Notices those responses about not using regex? Why is that? Well that's because HTML represents structure. Thought to be honest that HTML code overuses divs instead of using semantic markup but I'm going to parse it anyways with DOM functions. So then, here's the sample HTML I used:
<html>
<body>
<!-- message -->
<div>
Just the text.
</div>
<!-- / message -->
<!-- message -->
<div>
<div style="margin-left: 20px; margin-top:5px; ">
<div class="smallfont">Quote:</div>
</div>
<div style="margin-right: 20px; margin-left: 20px; padding: 10px;">
Message from <strong>Nickname</strong>
<div style="font-style:italic">Hello. It's a quote</div>
</div>
<br /><br />
It's the simple text
</div>
<!-- / message -->
<!-- message -->
<div>
Text<br />
<div style="margin:20px; margin-top:5px; background-color: #30333D">
<div class="smallfont" style="margin-bottom:2px">PHP code:</div>
<div class="alt2" style="margin:0px; padding:6px; border:1px inset; width:640px; height:482px; overflow:auto; background-color:#FFFACA;">
<code style="white-space:nowrap">
<div dir="ltr" style="text-align:left">
<!-- php buffer start -->
<code>
LALALA PHP CODE
</code>
<!-- php buffer end -->
</div>
</code>
</div>
</div><br />
<br />
More text
</div>
<!-- / message -->
</body>
</html>
Now for the full code:
$doc = new DOMDocument();
$doc->loadHTMLFile('test.html');
// These just make the code nicer
// We could just inline them if we wanted to
// ----------- Helper Functions ------------
function HasQuote($part, $xpath) {
// check the div and see if it contains "Quote:" inside
return $xpath->query("div[contains(.,'Quote:')]", $part)->length;
}
function HasPHPCode($part, $xpath) {
// check the div and see if it contains "PHP code:" inside
return $xpath->query("div[contains(.,'PHP code:')]", $part)->length;
}
// ----------- End Helper Functions ------------
// ----------- Parse Functions ------------
function ParseQuote($quote, $xpath) {
// The quote content is actually the next
// next div over. Man this markup is weird.

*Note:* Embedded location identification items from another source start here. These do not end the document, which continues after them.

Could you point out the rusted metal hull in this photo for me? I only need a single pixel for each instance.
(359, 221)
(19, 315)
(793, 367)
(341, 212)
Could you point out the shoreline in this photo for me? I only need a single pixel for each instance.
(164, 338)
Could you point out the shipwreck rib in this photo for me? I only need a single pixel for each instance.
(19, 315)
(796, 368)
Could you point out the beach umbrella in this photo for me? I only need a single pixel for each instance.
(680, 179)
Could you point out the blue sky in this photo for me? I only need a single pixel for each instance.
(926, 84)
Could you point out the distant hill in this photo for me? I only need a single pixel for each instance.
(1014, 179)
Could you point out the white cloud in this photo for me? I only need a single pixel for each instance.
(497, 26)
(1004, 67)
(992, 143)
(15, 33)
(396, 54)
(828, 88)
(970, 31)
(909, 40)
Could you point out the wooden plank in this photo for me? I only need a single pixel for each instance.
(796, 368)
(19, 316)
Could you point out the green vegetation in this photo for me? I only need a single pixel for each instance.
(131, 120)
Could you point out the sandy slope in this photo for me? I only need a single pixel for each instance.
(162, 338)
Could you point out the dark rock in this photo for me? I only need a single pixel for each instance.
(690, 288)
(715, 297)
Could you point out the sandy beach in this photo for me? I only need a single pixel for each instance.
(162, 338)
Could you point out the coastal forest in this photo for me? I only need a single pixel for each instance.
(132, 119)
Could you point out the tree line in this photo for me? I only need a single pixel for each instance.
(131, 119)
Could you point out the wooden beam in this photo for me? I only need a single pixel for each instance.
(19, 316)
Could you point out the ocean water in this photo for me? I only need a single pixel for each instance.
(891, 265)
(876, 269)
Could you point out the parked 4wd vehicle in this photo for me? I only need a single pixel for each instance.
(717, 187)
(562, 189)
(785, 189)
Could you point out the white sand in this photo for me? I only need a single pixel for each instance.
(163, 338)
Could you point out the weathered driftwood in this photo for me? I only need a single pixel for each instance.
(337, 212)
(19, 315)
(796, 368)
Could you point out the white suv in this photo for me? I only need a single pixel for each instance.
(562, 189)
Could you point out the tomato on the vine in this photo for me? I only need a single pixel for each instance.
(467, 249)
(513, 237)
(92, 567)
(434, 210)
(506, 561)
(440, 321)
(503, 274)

$quote = $quote->nextSibling->nextSibling;
$quote_info = array('type' => 'quote');
$nickname = $xpath->query("strong", $quote);
if($nickname->length) {
$quote_info['nickname'] = $nickname->item(0)->nodeValue;
}
$quote_text = $xpath->query("div", $quote);
if($quote_text->length) {
$quote_info['quote_text'] = trim($quote_text->item(0)->nodeValue);
}
return $quote_info;
}
function ParseCode($code, $xpath) {
$code_info = array('type' => 'code');
// This matches the path to get down to inner most code element
$code_text = $xpath->query("//div/code/div/code", $code);
if($code_text->length) {
$code_info['code_text'] = trim($code_text->item(0)->nodeValue);
}
return $code_info;
}
// ----------- End Parser Functions ------------
function GetMessages($message, $xpath) {
$message_contents = array();
foreach($message->childNodes as $child) {
// So inside of a message if we hit a div
// We either have a Quote or PHP code, check which
if(strtolower($child->nodeName) == 'div') {
if(HasQuote($child, $xpath)) {
$quote = ParseQuote($child, $xpath);
if($quote['quote_text']) {
$message_contents[] = $quote;
}
}
else if(HasPHPCode($child, $xpath)) {
$phpcode = ParseCode($child, $xpath);
if($phpcode['code_text']) {
$message_contents[] = $phpcode;
}
}
}
// Otherwise check if we've found some pretty text
else if ($child->nodeType == XML_TEXT_NODE) {
// This might be just whitespace, so check that it's not empty
$text = trim($child->nodeValue);
if($text) {
$message_contents[] = array('type' => 'text', 'text' => trim($child->nodeValue));
}
}
}
return $message_contents;
}
$xpath = new DOMXpath($doc);
// We need to get the toplevel divs, which
// are the messages
$toplevel_divs = $xpath->query("//body/div");
$messages = array();
foreach($toplevel_divs as $toplevel_div) {
$messages[] = GetMessages($toplevel_div, $xpath);
}
Now let's see what $messages
looks like:
Array
(
[0] => Array
(
[0] => Array
(
[type] => text
[text] => Just the text.
)
)
[1] => Array
(
[0] => Array
(
[type] => quote
[nickname] => Nickname
[quote_text] => Hello. It's a quote
)
[1] => Array
(
[type] => text
[text] => It's the simple text
)
)
[2] => Array
(
[0] => Array
(
[type] => text
[text] => Text
)
[1] => Array
(
[type] => code
[code_text] => LALALA PHP CODE
)
[2] => Array
(
[type] => text
[text] => More text
)
)
)
It's separated by message and then further separated into the different content in the message! Now we can even use a basic print function like this:
foreach($messages as $message) {
echo "\n\n>>>>>> Message >>>>>>>\n";
foreach($message as $content) {
if($content['type'] == 'text') {
echo "{$content['text']} ";
}
else if($content['type'] == 'quote') {
echo "\n\n======== Quote =========\n";
echo "From: {$content['nickname']}\n\n";
echo "{$content['quote_text']}\n";
echo "=====================\n\n";
}
else if($content['type'] == 'code') {
echo "\n\n======== Code =========\n";
echo "{$content['code_text']}\n";
echo "=====================\n\n";
}
}
}
echo "\n";
And we get this!
>>>>>> Message >>>>>>>
Just the text.
>>>>>> Message >>>>>>>
======== Quote =========
From: Nickname
Hello. It's a quote
=====================
It's the simple text
>>>>>> Message >>>>>>>
Text
======== Code =========
LALALA PHP CODE
=====================
More text
This all works, once again, because the DOM parsing functions are able to understand structure.